This I know for certain: Mama Ya-Ya loves me as the day is long. She is the only one who loves me through and through. When I’m too dreamy, when I don’t finish my chores, when I’m grumpy and sad, Mama Ya-Ya just hugs me a long time. Even when she scolds, she finishes with a hug.
When she holds me that close, I can always smell Mama Ya-Ya’s Vicks Rub and Evening in Paris perfume. Vicks Rub comes in a green bottle and smells of eucalyptus and menthol. It smells cool and tickles my nose. Evening in Paris is in a midnight blue bottle and smells warm like trees mixed with magnolias. It seems like the two would smell bad together, but they don’t. No one makes Evening in Paris anymore. “Soon it’ll all be used up. Like me,” Mama Ya-Ya says every day, dabbing perfume behind her ears. I always shake my head.
This morning, though, Mama Ya-Ya frowned at the mirror like she could see some other world inside it. “Mr. Death is losing patience. He’ll come and ferry me down the Mississippi. I’ll put on my feathered hat. Wave like I’m in a Mardi Gras parade.”
I don’t like to hear Mama Ya-Ya talk like that.
Mama Ya-Ya’s chin is on her chest. She is fast asleep, dreaming.
I put my purple pen back inside the plastic case. I stroke Mama Ya-Ya’s hand. Her head lifts; her eyes flutter.
“Mama Ya-Ya, let me help you to bed,” I say.
“You are a good child.” She pats my cheek. “Did you have a good day? A good birthday day?”
“Yes, ma’am.” It was a good day.
Mama Ya-Ya leans on my right arm. Her cane is shiny ebony with an ivory skull on top. Her fingers wrap around that skull for dear life. We walk slowly — inch by inch, step by step, to her small bedroom (my mother’s ghost is gone). Her bed is a high four-poster with white sheets and yellow quilt. Lace curtains hang limp over the two front windows. There isn’t any breeze. Just stuffy heat and fading sun. Striped green wallpaper covers the walls.
On the nightstand is a glass for her false teeth and blood pressure pills, cod-liver oil, and rosemary leaves. She puts the rosemary in tea to calm her arthritis.
Mama Ya-Ya’s altar is in the far corner. It is a small table filled with flickering candles and statues of Catholic saints and voodoo gods. Her rosary cross is silver, with sparkling blue beads. Next to a plate offering the gods beans and rice is her black midwife bag. The bag is never opened and it never moves. But I know Mama Ya-Ya still touches her bag. She keeps it cleaned, locked with all her birthing stuff inside. Always ready.
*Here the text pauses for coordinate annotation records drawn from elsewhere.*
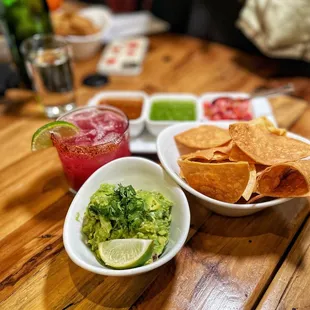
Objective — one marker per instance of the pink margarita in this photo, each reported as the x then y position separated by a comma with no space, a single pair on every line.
103,136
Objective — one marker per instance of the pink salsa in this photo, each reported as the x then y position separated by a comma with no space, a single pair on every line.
103,137
225,108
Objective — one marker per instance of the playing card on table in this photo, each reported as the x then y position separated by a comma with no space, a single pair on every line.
123,57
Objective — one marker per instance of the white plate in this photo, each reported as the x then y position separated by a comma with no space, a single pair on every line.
141,174
145,143
168,155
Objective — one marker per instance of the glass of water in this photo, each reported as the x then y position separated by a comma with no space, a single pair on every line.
48,62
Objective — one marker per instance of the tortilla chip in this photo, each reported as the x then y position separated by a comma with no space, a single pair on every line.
265,122
265,147
221,181
290,179
237,155
201,138
251,183
214,154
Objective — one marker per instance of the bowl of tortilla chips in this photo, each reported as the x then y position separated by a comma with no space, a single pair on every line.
236,169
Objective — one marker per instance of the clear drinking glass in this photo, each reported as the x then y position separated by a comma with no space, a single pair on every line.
103,137
48,62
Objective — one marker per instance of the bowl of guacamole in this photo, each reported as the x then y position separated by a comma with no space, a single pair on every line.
122,212
129,198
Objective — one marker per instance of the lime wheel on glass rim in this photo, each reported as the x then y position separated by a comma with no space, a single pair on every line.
41,139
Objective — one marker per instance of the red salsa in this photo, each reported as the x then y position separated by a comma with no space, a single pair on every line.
225,108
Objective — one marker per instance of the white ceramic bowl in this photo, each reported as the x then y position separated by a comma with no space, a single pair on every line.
141,174
155,127
260,106
168,155
84,47
136,126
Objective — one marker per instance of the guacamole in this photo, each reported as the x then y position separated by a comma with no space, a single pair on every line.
120,212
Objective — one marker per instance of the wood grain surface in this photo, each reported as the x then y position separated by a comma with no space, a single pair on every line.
226,264
290,287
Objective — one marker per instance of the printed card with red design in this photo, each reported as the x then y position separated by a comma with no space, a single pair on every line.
123,57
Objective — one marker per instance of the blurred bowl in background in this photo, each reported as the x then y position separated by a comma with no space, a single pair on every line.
86,46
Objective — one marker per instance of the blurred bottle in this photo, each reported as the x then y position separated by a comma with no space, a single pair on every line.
21,19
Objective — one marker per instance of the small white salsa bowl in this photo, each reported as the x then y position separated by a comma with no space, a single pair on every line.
84,47
141,174
260,106
168,155
136,126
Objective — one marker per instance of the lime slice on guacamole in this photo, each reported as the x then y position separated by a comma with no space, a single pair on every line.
41,139
125,253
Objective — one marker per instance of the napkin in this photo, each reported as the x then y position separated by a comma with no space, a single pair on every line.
134,24
279,28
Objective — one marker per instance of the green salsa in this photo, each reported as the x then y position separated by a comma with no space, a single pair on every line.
121,212
173,110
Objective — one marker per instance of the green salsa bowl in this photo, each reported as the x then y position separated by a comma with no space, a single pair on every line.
169,109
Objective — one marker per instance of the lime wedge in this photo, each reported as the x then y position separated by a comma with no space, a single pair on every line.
125,253
41,139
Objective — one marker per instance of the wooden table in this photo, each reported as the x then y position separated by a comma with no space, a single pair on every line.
228,263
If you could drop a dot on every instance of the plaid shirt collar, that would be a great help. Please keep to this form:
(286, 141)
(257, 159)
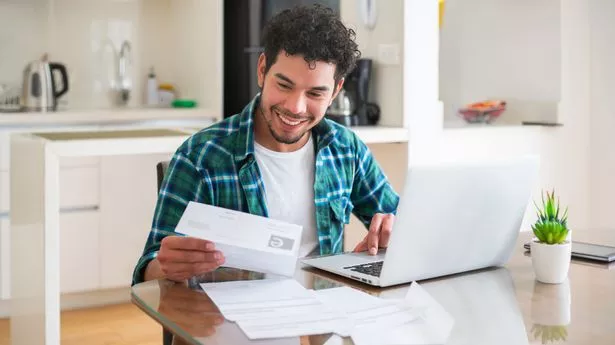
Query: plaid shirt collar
(323, 132)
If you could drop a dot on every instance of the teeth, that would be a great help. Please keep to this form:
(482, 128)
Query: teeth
(288, 120)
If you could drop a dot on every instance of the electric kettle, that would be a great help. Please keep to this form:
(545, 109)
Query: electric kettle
(40, 91)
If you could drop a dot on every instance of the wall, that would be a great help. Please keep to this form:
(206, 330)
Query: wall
(602, 114)
(564, 151)
(182, 40)
(386, 87)
(27, 17)
(506, 49)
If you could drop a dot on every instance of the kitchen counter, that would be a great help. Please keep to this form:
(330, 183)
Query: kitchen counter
(106, 117)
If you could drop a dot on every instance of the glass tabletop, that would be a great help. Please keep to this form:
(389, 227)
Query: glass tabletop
(503, 305)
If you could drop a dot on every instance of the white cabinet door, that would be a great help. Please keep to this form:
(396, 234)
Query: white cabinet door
(5, 259)
(79, 251)
(127, 201)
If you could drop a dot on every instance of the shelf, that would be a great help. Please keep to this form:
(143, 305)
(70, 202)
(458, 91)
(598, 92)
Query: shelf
(381, 135)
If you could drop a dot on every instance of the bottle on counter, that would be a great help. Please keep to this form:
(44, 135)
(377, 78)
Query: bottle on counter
(152, 88)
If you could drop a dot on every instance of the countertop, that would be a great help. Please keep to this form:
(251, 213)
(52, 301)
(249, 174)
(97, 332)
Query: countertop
(105, 117)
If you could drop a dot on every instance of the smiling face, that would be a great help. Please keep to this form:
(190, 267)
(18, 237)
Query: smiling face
(294, 99)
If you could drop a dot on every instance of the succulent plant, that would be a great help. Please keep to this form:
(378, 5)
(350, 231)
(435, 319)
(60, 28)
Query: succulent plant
(551, 227)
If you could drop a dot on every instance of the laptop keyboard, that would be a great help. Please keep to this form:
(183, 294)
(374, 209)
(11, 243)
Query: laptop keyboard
(372, 268)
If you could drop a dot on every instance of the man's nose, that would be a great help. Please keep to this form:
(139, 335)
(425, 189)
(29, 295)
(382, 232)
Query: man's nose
(296, 103)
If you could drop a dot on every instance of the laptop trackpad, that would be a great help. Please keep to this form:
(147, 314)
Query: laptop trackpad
(346, 259)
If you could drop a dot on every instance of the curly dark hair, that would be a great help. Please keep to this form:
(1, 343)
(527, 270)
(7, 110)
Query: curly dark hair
(317, 33)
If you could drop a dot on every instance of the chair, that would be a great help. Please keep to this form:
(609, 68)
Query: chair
(161, 169)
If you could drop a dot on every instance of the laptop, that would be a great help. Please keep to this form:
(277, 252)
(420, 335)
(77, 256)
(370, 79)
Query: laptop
(452, 218)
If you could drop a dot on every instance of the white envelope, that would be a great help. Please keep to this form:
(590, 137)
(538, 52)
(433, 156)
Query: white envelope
(247, 241)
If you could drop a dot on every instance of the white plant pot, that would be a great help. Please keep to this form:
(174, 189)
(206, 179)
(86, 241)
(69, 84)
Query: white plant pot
(550, 261)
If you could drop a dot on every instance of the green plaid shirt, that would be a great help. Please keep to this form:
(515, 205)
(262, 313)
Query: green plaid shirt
(217, 166)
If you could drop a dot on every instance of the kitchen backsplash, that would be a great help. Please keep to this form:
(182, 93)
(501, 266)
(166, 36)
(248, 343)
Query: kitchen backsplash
(174, 37)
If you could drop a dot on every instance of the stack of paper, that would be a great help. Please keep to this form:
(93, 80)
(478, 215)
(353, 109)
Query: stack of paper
(266, 309)
(274, 308)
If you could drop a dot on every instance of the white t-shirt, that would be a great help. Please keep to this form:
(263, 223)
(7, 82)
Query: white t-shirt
(289, 186)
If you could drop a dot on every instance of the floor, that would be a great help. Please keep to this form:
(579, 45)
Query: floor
(122, 324)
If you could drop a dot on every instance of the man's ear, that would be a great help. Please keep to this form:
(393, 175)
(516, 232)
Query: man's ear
(260, 69)
(338, 87)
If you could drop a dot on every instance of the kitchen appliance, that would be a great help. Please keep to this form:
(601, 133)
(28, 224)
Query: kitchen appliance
(242, 45)
(342, 110)
(356, 88)
(40, 91)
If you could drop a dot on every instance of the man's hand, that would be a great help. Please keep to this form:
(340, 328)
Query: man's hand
(180, 257)
(378, 234)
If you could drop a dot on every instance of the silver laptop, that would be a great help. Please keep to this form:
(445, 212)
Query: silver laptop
(452, 218)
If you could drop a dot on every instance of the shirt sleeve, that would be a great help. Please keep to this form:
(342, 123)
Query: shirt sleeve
(371, 191)
(182, 183)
I slip Mama Ya-Ya’s black clodhopper shoes off her tiny feet.
“I should be putting you to bed,” she says.
“It’s my turn,” I say, smiling. “’Sides, I never had a baby doll.”
Mama Ya-Ya chuckles. “Are you saying I’m a baby doll?”
I burst out laughing. “No, ma’am.” My cheeks are warm. The thought of Mama Ya-Ya as an overgrown doll tickles me. “Got you,” I say.
“You sure did, Lanesha. Me, a baby doll. Hah! Go on, now. I can take care of myself. Me, a baby doll.” Mama Ya-Ya is puttering, taking her nightgown out the drawer and laying her glasses on the nightstand. She is grinning, muttering, “Baby doll. Big windup toy. Chatty Cathy.” She is happy. Laughing.
“’Night, Mama Ya-Ya.” She doesn’t hear me.
I skip across the hall to my room, happy that I made Mama Ya-Ya laugh.
I plop down on my bed. I love my room.
This summer, Mama Ya-Ya let me paint the walls different shades of blue. One wall is Robin’s Egg Blue. Another, Ocean Blue. Another, Blue Sky. And the wall behind my headboard is Blueberry. I used a rolling brush and it was as easy as rolling pie dough: Back and forth. Up and down. Turn around. Roll the roller in the pan. Back and forth. Up and down. Over and over and over.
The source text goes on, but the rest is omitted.